Films based on real-life stories: The Last Duel, Judy, Midway, Official Secrets, In The Heart of The Sea, Suffragette, The 33, 13 Hours, Race, Eddie The Eagle, Sing Street, The Man who knew Infinity, Woodlawn, The Danish Girl, The Idol, Elvis & Nixon, Genius, Spotlight, Bohemian Rhapsody, Rocketman

Imaginative adaptations: Jumanji, Pride and Prejudice and Zombies

  • Directed and edited by Mike Flanagan from his own screenplay based upon the novel by Stephen King, Doctor Sleep continues the story of Danny Torrance, 40 years after his terrifying stay at the Overlook Hotel in The Shining. “I always tell people the difference between Stanley Kubrick’s movie and my book is his movie ended in ice and my book ended in fire,” says Stephen King. “But, by taking Dan Torrance’s story as a grown-up and filtering it through his own, apparently large heart, Mike has been able to take the Kubrick movie a step further, so that it warms things up. Mike’s film does two things. It is a fine adaptation of Doctor Sleep, but it is also a terrific sequel to Stanley Kubrick’s movie ‘The Shining.’ Mike has worked in a universe where some of the things that happened in ‘The Shining’ movie didn’t happen in my book…and has somehow been able to make it work.”
  • Pulitzer Prize, Grammy, Emmy and Tony Award-winning songwriter, actor and director Lin-Manuel Miranda is the creator and original star of Broadway’s Tony-winning “Hamilton”and “In the Heights.

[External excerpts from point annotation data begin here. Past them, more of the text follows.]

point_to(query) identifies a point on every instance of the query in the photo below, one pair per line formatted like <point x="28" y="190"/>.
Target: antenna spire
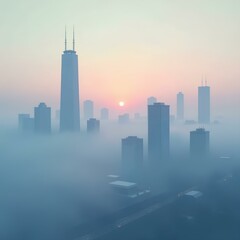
<point x="73" y="39"/>
<point x="65" y="38"/>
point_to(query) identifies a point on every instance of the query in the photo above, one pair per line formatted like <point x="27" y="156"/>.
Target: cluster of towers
<point x="132" y="146"/>
<point x="159" y="135"/>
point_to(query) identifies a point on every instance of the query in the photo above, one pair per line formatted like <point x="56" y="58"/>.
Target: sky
<point x="128" y="50"/>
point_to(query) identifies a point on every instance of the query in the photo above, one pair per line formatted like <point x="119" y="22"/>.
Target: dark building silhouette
<point x="124" y="118"/>
<point x="204" y="104"/>
<point x="25" y="122"/>
<point x="151" y="100"/>
<point x="180" y="106"/>
<point x="158" y="132"/>
<point x="199" y="143"/>
<point x="88" y="109"/>
<point x="132" y="157"/>
<point x="93" y="125"/>
<point x="104" y="114"/>
<point x="69" y="106"/>
<point x="42" y="119"/>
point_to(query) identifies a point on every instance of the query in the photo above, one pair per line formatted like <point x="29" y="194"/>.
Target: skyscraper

He invites you to In The Heights, a cinematic event, where the streets are made of music and little dreams become big, fusing Lin-Manuel Miranda’s kinetic music and lyrics with director Jon M. Chu’s lively and authentic eye for storytelling to capture a world very much of its place, but universal in its experience.
  • Director Jon Favreau, who utilized technology to tell the story of the live-action The Jungle Book in a contemporary and immersive way, has long admired Walt Disney’s pioneering spirit, and pushed the boundaries to take The Lion King to the big screen in a whole new way—employing an evolution of storytelling technology that blends live-action filmmaking techniques with photoreal computer-generated imagery. “It’s such a beloved property,” says Favreau, who directed the film from a screenplay crafted by Jeff Nathanson (Catch Me If You Can, Pirates of the Caribbean: Dead Men Tell No Tales), based on the 1994 screenplay by Irene Mecchi, Jonathan Roberts and Linda Woolverton.
  • When Tom Hooper was approached by producer Debra Hayward about a film version of Cats in 2012, in London, where Hooper was in post-production on his film adaptation of the stage musical Les Misérables,  the possibility intrigued him. “I just thought what a shame it would be if I never did a musical again because I’d learned so much doing Les Mis,” Hooper says.
  • Writer-director Elizabeth Banks takes the helm as the next generation of fearless Charlie’s Angels take flight, from a story by Evan Spiliotopoulos and David Auburn. It is the third installment in the Charlie’s Angels film series, which is a continuation of the story that began with the television series of the same title by Ivan Goff and Ben Roberts and the theatrical films, Charlie’s Angels (2000) and Charlie’s Angels: Full Throttle (2003).